# Monitoring changes in related words over time.

### This notebook will show how words related to a particular word will change over time deltas

In [1]:
import pandas as pd
import numpy as np
from gensim.models import Word2Vec
from nltk.tokenize import TweetTokenizer
from nltk.corpus import stopwords
from sklearn.decomposition import PCA
from math import ceil

In [2]:
columns = ['tweet_id','timestamp','tweet_text','user_id',
           'tweet_coords','tweet_coords_list','tweet_long','tweet_lat','location',
           'enc_url','tweet_lang','hashtags']
tweet_full = pd.read_csv(r'./tweetCoords.csv',
                         header=None,
                         names=columns,
                         parse_dates=[1],
                         infer_datetime_format=True,
                         index_col='timestamp')

In [3]:
tweet_stops = stopwords.words('english')
tweet_tokenizer = TweetTokenizer(strip_handles=True,preserve_case=False,reduce_len=True)

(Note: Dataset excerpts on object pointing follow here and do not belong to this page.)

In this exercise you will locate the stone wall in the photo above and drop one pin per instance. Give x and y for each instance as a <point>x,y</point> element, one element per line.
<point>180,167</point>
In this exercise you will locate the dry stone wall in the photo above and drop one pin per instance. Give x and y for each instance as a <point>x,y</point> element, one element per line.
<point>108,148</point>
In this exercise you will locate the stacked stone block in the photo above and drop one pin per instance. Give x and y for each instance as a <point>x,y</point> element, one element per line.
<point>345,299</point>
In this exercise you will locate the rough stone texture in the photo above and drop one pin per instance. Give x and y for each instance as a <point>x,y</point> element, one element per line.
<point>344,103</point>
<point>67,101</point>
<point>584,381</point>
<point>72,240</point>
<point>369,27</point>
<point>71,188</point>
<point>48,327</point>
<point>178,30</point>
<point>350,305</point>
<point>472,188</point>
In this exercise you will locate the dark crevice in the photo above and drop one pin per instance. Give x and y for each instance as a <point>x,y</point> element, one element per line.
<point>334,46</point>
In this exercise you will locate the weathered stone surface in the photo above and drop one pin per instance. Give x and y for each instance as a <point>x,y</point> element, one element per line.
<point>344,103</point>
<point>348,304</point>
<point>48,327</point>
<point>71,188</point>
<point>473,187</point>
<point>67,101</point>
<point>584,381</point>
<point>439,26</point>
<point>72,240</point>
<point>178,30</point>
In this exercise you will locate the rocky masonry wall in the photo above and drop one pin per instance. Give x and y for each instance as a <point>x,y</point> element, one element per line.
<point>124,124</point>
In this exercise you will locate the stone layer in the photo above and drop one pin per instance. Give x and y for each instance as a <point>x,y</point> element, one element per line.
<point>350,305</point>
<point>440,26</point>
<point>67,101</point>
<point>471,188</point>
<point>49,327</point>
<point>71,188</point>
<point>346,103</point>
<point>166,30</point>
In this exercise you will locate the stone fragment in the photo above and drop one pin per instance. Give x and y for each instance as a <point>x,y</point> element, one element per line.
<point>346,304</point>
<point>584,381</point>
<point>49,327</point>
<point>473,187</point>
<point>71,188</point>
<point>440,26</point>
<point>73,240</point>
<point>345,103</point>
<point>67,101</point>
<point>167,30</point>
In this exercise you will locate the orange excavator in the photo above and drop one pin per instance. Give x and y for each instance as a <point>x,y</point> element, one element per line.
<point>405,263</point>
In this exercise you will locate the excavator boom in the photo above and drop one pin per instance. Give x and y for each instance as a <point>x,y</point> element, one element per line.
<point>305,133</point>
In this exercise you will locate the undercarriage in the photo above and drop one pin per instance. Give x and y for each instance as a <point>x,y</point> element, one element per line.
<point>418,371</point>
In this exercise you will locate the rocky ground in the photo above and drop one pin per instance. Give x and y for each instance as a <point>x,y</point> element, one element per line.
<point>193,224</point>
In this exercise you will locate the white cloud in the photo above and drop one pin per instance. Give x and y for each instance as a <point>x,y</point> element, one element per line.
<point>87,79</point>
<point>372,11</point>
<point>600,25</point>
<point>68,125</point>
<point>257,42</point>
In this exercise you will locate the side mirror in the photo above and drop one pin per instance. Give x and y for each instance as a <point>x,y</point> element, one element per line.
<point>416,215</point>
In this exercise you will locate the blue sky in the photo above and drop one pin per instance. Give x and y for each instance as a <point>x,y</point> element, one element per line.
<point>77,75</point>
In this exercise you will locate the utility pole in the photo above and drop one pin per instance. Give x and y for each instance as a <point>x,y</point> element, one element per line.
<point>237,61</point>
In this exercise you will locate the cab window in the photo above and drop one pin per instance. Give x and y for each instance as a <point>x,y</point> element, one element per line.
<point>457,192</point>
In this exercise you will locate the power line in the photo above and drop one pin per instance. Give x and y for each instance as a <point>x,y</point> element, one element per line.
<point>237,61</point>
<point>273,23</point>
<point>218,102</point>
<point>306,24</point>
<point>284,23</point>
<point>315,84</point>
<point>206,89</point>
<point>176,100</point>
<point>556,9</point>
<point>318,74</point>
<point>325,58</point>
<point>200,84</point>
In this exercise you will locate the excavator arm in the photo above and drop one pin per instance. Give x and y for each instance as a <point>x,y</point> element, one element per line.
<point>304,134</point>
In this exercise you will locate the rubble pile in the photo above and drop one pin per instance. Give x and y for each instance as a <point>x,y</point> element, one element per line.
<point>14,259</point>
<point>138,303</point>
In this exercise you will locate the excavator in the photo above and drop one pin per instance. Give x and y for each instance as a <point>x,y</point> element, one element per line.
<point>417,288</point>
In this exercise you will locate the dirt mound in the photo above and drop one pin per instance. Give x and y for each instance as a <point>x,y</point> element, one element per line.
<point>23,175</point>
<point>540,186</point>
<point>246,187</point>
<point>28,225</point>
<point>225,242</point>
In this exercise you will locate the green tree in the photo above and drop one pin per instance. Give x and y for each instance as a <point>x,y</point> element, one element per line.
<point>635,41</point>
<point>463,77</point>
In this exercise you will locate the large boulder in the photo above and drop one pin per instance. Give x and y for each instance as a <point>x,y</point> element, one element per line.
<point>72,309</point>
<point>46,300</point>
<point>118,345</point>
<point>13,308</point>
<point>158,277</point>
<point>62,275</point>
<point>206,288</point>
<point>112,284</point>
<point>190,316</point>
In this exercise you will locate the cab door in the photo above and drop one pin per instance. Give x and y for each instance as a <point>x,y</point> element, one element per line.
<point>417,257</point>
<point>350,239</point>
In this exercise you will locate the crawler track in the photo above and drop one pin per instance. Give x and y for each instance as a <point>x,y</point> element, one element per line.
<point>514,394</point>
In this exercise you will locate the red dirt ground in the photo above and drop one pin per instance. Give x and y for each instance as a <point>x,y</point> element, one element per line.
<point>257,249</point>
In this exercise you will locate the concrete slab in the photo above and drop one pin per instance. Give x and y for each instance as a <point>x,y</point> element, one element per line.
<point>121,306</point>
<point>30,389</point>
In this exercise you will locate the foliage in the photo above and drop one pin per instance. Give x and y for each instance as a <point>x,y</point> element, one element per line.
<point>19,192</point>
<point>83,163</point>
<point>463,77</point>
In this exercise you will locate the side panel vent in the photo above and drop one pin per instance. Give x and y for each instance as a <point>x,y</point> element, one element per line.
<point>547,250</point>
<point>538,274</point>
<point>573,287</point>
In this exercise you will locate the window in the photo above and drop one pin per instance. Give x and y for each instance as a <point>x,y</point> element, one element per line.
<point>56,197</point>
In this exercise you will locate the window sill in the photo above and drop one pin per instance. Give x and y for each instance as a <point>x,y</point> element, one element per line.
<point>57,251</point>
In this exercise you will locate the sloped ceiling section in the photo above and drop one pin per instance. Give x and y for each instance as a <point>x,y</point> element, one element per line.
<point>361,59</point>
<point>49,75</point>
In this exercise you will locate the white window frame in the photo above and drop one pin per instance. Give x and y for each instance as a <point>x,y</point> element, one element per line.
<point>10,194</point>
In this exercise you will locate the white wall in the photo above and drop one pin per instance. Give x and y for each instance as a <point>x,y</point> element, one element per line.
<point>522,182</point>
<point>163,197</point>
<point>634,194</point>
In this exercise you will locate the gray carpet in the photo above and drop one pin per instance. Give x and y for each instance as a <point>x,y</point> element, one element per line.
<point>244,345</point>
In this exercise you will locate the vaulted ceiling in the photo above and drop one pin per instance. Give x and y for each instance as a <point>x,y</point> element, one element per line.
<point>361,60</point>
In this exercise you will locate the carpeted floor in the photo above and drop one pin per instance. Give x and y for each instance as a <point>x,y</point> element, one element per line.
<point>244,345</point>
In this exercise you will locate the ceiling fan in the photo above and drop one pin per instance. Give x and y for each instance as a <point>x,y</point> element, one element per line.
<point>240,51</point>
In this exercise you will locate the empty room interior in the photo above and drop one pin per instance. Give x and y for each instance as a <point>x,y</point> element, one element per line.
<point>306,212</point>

What's the word we're comparing similarity to?

In [4]:
search_term = "storm"

Starting here, begin the iteration over times.

In [5]:
related_words = pd.DataFrame()
tweet_date = pd.to_datetime("2017-09-08 00:00:00")
date_delta = pd.Timedelta("24HR")
end_date = pd.to_datetime("2017-09-15 00:00:00")

In [6]:
for tweet_day in pd.date_range(start = tweet_date, end = end_date, freq = date_delta):
    
    tweet_text = tweet_full.loc[tweet_day:tweet_day + date_delta,"tweet_text"]
    min_count = ceil(len(tweet_text) * .001) # words whose count must exceed some percent of the number of tweets.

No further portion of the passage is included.